Re: http charset labelling

Masataka Ohta (mohta@necom830.cc.titech.ac.jp)
Mon, 19 Feb 96 11:28:05 JST


From: Masataka Ohta <mohta@necom830.cc.titech.ac.jp>
Message-Id: <199602190228.LAA05387@necom830.cc.titech.ac.jp>
Subject: Re: http charset labelling
To: gtn@ebt.com (Gavin Nicol)
Date: Mon, 19 Feb 96 11:28:05 JST
Cc: keld@dkuug.dk, dupuy@cs.columbia.edu, uri@bunyip.com
In-Reply-To: <199602190101.UAA09669@ebt-inc.ebt.com>; from "Gavin Nicol" at Feb 18, 96 8:01 pm

Gavin;

> The actual indication of the encoding should be hidden from the user,
> but it is still important for it to be there,

Could you please remember that, because of duplicated encoding,
character code itself is necessary?

I already stated so more than 3 times.

> because even for ASCII
> names, maybe the user entered it in zenkaku.

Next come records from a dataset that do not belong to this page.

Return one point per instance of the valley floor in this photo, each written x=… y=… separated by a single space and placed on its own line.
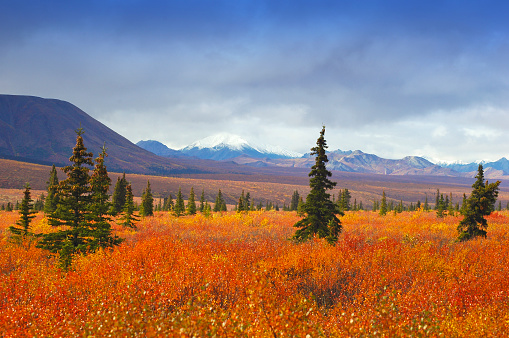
x=234 y=275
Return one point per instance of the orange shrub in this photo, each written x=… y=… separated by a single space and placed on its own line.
x=240 y=275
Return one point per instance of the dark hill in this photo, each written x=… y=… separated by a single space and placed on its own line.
x=38 y=130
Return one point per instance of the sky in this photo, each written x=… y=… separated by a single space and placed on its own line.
x=393 y=78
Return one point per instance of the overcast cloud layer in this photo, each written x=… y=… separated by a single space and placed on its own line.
x=393 y=78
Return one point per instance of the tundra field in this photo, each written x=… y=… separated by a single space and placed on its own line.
x=237 y=274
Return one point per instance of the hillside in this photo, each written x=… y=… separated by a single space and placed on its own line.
x=277 y=188
x=38 y=130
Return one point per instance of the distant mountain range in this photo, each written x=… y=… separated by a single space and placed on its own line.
x=219 y=147
x=41 y=131
x=233 y=148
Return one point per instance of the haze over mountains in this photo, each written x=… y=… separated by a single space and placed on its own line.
x=42 y=131
x=229 y=147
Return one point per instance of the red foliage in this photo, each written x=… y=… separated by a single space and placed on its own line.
x=239 y=275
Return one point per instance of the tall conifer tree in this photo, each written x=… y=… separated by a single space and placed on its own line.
x=119 y=196
x=191 y=204
x=128 y=218
x=480 y=203
x=320 y=218
x=100 y=183
x=180 y=207
x=72 y=214
x=52 y=199
x=22 y=233
x=147 y=202
x=383 y=205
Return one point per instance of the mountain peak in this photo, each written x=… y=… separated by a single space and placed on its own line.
x=221 y=140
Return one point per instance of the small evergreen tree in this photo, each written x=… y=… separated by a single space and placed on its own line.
x=191 y=204
x=344 y=200
x=202 y=200
x=51 y=202
x=100 y=184
x=426 y=204
x=440 y=207
x=119 y=196
x=220 y=204
x=480 y=203
x=128 y=219
x=320 y=219
x=72 y=214
x=383 y=205
x=295 y=201
x=22 y=233
x=147 y=202
x=179 y=207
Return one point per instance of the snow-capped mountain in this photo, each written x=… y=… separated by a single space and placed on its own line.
x=226 y=146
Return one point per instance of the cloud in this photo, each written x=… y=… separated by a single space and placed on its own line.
x=393 y=77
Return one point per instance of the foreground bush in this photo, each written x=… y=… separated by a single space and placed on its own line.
x=240 y=275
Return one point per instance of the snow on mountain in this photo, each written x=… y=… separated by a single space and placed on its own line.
x=225 y=146
x=222 y=140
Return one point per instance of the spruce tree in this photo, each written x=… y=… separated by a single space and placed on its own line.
x=147 y=202
x=179 y=208
x=119 y=196
x=220 y=204
x=128 y=219
x=480 y=203
x=191 y=204
x=100 y=184
x=440 y=207
x=383 y=205
x=51 y=202
x=295 y=201
x=202 y=200
x=320 y=219
x=72 y=215
x=22 y=233
x=344 y=200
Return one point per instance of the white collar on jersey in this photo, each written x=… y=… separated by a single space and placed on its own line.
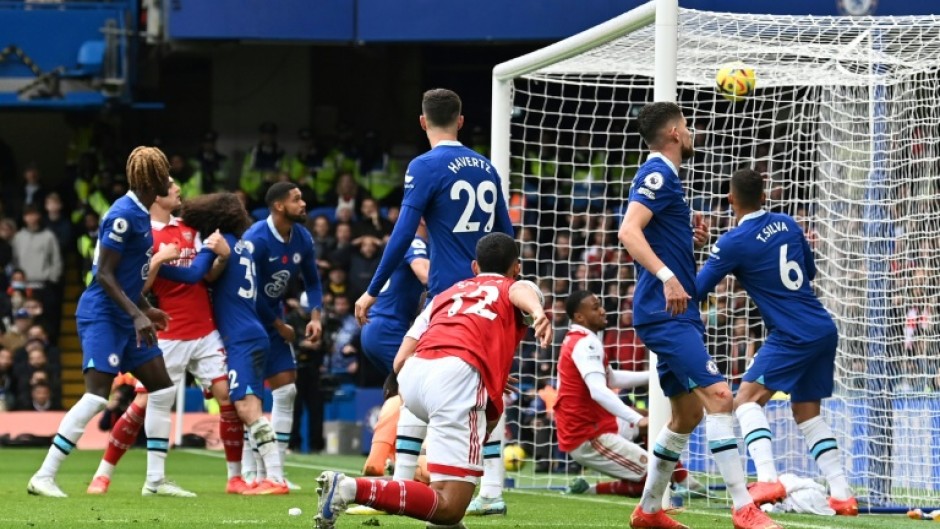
x=582 y=328
x=273 y=229
x=133 y=196
x=157 y=225
x=752 y=215
x=663 y=158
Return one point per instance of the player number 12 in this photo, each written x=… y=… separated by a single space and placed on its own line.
x=489 y=295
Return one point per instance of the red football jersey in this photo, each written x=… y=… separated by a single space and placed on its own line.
x=475 y=321
x=578 y=417
x=188 y=305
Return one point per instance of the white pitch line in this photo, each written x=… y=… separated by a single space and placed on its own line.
x=789 y=523
x=212 y=453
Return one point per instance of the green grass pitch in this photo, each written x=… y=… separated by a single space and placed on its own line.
x=204 y=473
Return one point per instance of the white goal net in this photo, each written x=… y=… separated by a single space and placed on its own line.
x=845 y=124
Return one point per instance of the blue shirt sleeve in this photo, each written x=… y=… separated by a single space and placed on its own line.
x=720 y=263
x=417 y=250
x=308 y=268
x=402 y=235
x=192 y=274
x=419 y=187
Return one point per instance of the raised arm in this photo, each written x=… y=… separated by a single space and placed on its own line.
x=632 y=238
x=527 y=297
x=588 y=357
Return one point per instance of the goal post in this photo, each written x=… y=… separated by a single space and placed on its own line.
x=843 y=123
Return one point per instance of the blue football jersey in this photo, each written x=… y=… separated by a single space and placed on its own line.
x=401 y=294
x=233 y=299
x=769 y=255
x=669 y=233
x=278 y=261
x=125 y=229
x=459 y=194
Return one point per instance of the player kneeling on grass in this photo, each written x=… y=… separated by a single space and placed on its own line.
x=246 y=341
x=594 y=426
x=455 y=382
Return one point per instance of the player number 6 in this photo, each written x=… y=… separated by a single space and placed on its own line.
x=787 y=268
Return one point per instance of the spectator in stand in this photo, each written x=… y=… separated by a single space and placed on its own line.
x=309 y=393
x=362 y=266
x=344 y=357
x=371 y=223
x=32 y=192
x=261 y=161
x=304 y=166
x=342 y=252
x=559 y=266
x=182 y=173
x=393 y=214
x=7 y=232
x=323 y=241
x=7 y=387
x=211 y=169
x=346 y=194
x=15 y=337
x=36 y=249
x=87 y=242
x=336 y=284
x=19 y=290
x=38 y=333
x=37 y=371
x=57 y=223
x=40 y=397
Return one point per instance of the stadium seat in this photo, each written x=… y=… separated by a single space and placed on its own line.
x=90 y=60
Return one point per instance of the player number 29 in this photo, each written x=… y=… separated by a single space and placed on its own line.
x=788 y=269
x=484 y=195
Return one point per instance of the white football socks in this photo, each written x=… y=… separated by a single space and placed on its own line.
x=758 y=439
x=70 y=431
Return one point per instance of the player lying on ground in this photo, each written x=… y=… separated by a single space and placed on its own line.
x=191 y=343
x=473 y=329
x=594 y=426
x=768 y=253
x=246 y=341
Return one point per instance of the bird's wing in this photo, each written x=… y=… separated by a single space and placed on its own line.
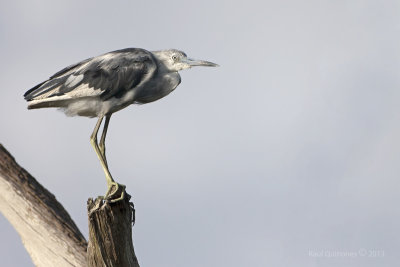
x=108 y=75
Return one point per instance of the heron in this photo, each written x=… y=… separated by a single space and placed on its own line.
x=99 y=86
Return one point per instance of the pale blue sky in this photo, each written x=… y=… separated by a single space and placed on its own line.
x=290 y=147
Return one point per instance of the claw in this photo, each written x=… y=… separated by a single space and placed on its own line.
x=114 y=195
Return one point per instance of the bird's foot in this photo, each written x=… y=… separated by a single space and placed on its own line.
x=115 y=192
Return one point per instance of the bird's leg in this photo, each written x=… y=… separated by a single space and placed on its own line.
x=102 y=144
x=110 y=181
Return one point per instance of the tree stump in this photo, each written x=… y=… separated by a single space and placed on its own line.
x=50 y=235
x=110 y=233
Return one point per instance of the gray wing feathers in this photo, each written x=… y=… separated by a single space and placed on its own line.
x=108 y=75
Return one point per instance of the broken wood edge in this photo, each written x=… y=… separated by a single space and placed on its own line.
x=46 y=229
x=110 y=233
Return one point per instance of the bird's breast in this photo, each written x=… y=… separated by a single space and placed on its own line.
x=158 y=87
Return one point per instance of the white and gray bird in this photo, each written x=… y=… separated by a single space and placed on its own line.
x=102 y=85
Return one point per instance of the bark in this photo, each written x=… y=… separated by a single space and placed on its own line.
x=110 y=233
x=49 y=234
x=46 y=229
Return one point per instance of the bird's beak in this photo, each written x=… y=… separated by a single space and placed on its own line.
x=194 y=62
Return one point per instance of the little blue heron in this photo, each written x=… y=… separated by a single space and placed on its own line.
x=102 y=85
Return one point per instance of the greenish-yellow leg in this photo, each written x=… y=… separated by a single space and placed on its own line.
x=102 y=144
x=101 y=155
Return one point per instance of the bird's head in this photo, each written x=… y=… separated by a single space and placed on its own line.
x=175 y=60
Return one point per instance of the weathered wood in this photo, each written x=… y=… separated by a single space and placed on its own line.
x=47 y=231
x=110 y=233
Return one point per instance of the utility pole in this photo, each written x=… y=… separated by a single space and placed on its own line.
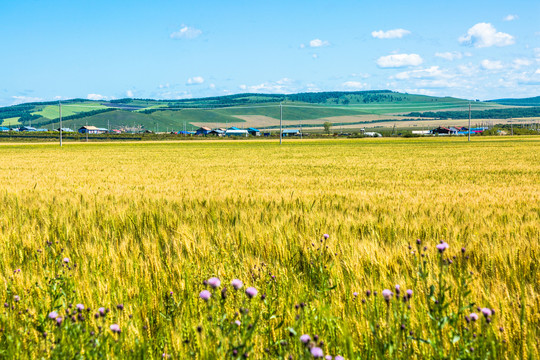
x=280 y=123
x=60 y=114
x=469 y=136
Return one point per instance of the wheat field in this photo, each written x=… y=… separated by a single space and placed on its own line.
x=135 y=229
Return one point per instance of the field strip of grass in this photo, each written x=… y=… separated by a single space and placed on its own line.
x=390 y=248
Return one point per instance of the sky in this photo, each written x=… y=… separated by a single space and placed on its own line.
x=53 y=50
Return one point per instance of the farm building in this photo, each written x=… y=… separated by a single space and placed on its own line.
x=372 y=134
x=203 y=131
x=89 y=129
x=291 y=132
x=441 y=131
x=236 y=132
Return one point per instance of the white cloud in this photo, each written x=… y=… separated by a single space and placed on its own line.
x=390 y=34
x=485 y=35
x=95 y=97
x=354 y=85
x=537 y=54
x=24 y=99
x=491 y=65
x=186 y=32
x=318 y=43
x=510 y=17
x=519 y=63
x=196 y=80
x=450 y=56
x=399 y=60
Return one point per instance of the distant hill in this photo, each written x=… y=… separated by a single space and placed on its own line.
x=260 y=109
x=533 y=101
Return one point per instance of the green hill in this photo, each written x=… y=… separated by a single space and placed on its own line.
x=532 y=101
x=226 y=110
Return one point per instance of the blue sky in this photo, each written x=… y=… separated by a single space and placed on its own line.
x=180 y=49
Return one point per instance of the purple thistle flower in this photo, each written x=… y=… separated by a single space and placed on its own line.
x=486 y=311
x=205 y=295
x=214 y=282
x=442 y=246
x=387 y=294
x=53 y=315
x=317 y=352
x=251 y=292
x=115 y=328
x=305 y=339
x=237 y=284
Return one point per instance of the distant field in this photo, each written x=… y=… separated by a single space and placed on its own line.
x=135 y=229
x=52 y=111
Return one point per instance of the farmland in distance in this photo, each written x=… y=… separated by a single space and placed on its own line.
x=143 y=225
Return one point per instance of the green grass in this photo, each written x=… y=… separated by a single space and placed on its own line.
x=139 y=221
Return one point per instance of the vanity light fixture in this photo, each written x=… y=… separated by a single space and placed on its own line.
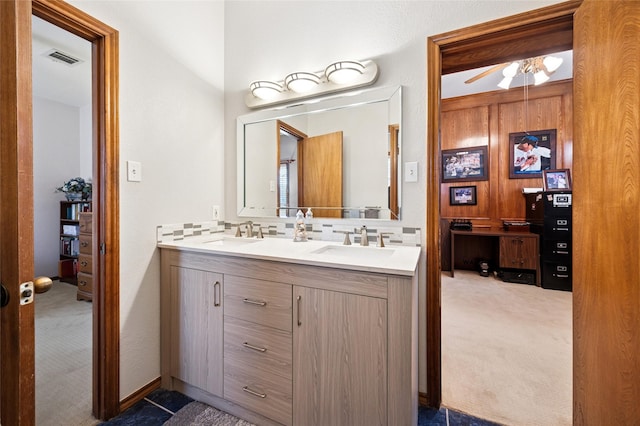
x=338 y=76
x=301 y=82
x=344 y=72
x=265 y=90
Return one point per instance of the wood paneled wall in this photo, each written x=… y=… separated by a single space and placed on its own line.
x=486 y=119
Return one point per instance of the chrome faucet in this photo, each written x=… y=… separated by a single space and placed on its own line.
x=381 y=238
x=364 y=239
x=249 y=229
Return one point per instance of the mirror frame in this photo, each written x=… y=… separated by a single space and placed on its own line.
x=341 y=101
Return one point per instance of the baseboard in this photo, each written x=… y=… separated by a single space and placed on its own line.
x=138 y=395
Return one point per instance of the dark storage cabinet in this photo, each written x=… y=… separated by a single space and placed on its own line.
x=549 y=214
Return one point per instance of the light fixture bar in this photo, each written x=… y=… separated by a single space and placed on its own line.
x=303 y=85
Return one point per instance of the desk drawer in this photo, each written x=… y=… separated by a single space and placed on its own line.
x=85 y=263
x=261 y=302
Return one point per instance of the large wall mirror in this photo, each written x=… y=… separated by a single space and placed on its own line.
x=339 y=156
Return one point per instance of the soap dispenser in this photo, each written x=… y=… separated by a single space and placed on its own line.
x=300 y=228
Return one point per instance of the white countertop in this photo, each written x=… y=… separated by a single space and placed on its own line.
x=395 y=260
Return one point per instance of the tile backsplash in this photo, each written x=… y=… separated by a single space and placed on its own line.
x=316 y=230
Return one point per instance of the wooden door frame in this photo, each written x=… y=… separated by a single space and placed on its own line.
x=106 y=241
x=484 y=44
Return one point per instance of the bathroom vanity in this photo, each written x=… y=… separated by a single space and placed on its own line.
x=278 y=332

Another good example of duplicated encoding. But you misunderstand how
Japanese encoding is.

With RFC 1468 ISO-2022-JP encoding, character 'A' may be represented
with ASCII, JIS X 0201 or JIS X 0208.

But, there is nothing like "zenkaku". It's a display property and
have nothing to do with encoding (though brain-deadly broken Unicode
OPTIONALLY allow to encode some display property, which should properly
belongs to the HTML).

The character 'A', latin capital letter 'A', in both ASCII, JIS X 0201
and JIS X 0208, without any ambiguity, have the same name of "LATIN
CAPITAL LETTER A".

That is, as URL is ASCII only, even if JIS X 0201 or JIS X 0208 'A'
is entered through ISO-2022-JP encoding, an ASCII code of "LATIN
CAPITAL LETTER A" must be sent.

Finally, with ISO-2022-JP encoding, you can put a lot of necessary and
redundant escape sequences. The sequences are totally invisible.
So, how can you figure out the corrent number of escape sequences
are?

						Masataka Ohta